Levanta la mirada. Su mirada deja de ser furiosa y me mira casi con ternura. Se levanta despacio y en dos pasos está junto a mí. La miro fijamente, incapaz de saber qué hará.
Me coge la cabeza y la coloca entre sus manos.
-Eres un buen creyente, hijo. Te hemos educado bien y seguirás de forma adecuada nuestros pasos. Tienes el corazón demasiado grande, pero no dejes que la bondad te ciegue. Hay que ser justo con aquellos que juzgan los caminos de Dios y los pervierten -dice con ternura, aún con mi cabeza entre sus suaves manos-. Nadie debe reírse de Dios ni despreciar el regalo que nos ha dado. Nunca. -Niega con la cabeza.
Luego se acerca y me da un beso en la frente.
Las lágrimas se amontonan en mis ojos y hago el máximo esfuerzo posible para que no me mire, para que desaparezcan.
Por suerte, regresa a su silla a los pocos segundos y seguimos cenando como si nada de lo que acaba de pasar hubiera sucedido.
Todos siguen hablando, pero yo prefiero permanecer callado. Sus palabras entran y salen por mis oídos, pero las de mi voz interior son más fuertes. Ahora más que nunca sé que lo único que puedo hacer es asentir y sonreír.
Me aclaro en silencio la garganta y espero a que las lágrimas desaparezcan de mis ojos para hablar.
-Siento interrumpir, pero me encuentro indispuesto -digo cortando la conversación. Quiero sonar despreocupado y educado-. Con vuestro permiso, me gustaría retirarme a mi habitación.
Mamá me sonríe con ternura. No despeja sus ojos de los míos mientras me analiza con una sonrisa enorme en su rostro. Cualquiera vería a alguien dulce, pero yo estoy completamente asustado. Intento disimularlo.
-Claro que puedes, Samuel. Espero que mañana te encuentres mejor -dice papá, consiguiendo hacer que despegue mis ojos de los de mi madre.

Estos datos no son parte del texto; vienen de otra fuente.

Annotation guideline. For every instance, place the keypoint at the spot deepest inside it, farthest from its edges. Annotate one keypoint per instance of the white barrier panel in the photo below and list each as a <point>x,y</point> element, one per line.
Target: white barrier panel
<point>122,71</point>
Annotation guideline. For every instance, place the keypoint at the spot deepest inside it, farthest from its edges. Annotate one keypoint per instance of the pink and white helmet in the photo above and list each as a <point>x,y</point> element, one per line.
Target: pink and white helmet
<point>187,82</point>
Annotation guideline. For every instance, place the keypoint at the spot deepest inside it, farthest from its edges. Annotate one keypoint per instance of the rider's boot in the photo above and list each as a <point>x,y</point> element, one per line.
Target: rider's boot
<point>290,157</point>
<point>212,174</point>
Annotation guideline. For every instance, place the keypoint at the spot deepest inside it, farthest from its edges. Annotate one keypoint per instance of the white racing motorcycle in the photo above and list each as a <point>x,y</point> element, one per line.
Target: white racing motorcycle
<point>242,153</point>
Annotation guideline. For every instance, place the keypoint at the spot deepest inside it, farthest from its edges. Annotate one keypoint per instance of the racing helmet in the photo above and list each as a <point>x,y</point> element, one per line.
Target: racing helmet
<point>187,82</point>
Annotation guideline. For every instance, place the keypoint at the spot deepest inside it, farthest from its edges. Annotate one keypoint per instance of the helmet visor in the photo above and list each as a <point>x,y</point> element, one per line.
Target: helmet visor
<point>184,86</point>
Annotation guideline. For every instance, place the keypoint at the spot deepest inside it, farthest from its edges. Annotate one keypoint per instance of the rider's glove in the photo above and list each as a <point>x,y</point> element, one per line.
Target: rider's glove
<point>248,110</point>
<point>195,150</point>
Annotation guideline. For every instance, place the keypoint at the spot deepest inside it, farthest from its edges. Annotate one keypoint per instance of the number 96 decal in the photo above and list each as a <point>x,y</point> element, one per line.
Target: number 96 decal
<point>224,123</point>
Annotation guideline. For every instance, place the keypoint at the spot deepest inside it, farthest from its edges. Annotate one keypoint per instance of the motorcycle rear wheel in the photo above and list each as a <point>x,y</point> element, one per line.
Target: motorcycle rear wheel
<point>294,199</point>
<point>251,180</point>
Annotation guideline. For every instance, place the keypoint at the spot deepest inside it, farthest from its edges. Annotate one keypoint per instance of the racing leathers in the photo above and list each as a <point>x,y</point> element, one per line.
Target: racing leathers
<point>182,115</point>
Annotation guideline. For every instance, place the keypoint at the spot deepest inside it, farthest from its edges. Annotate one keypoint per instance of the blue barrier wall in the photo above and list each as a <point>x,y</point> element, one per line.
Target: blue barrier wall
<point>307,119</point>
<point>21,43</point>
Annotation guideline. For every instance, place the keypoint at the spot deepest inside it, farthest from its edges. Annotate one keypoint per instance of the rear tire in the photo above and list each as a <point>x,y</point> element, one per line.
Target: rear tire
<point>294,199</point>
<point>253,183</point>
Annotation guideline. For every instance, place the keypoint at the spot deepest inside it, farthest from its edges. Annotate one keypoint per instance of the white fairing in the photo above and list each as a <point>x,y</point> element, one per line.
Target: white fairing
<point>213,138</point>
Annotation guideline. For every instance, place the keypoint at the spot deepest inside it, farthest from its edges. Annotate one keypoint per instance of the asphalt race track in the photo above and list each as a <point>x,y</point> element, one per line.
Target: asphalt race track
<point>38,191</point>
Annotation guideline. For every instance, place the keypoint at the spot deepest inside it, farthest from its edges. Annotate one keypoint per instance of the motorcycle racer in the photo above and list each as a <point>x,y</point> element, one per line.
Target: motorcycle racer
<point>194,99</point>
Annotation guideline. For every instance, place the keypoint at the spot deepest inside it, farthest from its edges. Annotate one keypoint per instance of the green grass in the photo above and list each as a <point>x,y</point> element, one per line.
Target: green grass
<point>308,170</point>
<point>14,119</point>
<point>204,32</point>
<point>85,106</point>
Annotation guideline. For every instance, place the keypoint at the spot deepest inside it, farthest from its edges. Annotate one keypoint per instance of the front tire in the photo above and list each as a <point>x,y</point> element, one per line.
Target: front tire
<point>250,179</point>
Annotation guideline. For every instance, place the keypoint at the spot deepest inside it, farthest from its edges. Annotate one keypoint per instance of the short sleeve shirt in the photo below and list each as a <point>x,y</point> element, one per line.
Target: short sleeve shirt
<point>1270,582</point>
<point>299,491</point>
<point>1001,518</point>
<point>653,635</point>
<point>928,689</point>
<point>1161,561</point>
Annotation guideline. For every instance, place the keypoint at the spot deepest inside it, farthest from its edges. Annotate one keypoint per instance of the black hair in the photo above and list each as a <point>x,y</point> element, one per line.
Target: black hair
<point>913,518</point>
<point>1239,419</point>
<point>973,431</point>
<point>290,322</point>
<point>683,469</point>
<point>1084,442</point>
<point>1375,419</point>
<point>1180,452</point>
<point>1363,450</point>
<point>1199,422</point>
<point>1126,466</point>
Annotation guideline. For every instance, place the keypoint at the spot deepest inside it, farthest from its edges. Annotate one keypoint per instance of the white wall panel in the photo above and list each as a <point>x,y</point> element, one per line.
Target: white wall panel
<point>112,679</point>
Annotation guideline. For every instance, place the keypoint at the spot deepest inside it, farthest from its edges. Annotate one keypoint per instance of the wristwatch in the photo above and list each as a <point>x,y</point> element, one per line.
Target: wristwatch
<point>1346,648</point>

Ante su aprobación, asiento con rapidez y me levanto. Avanzo con rapidez e intentando parecer seguro, sin girarme.
Cuando ya he salido del comedor, la oigo.
-Y si vas a dormir, reza por todos nosotros -me dice con dulzura desde la mesa.
Su tono delicado hace que un escalofrío recorra mi cuerpo y me quedé sin saber qué decir.
-Lo haré -digo al final.
Cuando llego a mi habitación, caigo en la cama y dejo que un mar de lágrimas me envuelva por completo. Me libero en forma de lluvia, gotas de agua preciosa y salada me bañan la cara. Y, en este momento, sé que este es el grito más fuerte que podría dar. Solo puedo gritar en silencio.
Toda mi familia me odiaría si supiera cómo soy. Sería una auténtica vergüenza para ellos. Pero nadie lo sabrá. Nadie lo sabrá nunca, aunque por ello tenga que renunciar a lo que soy y a la libertad.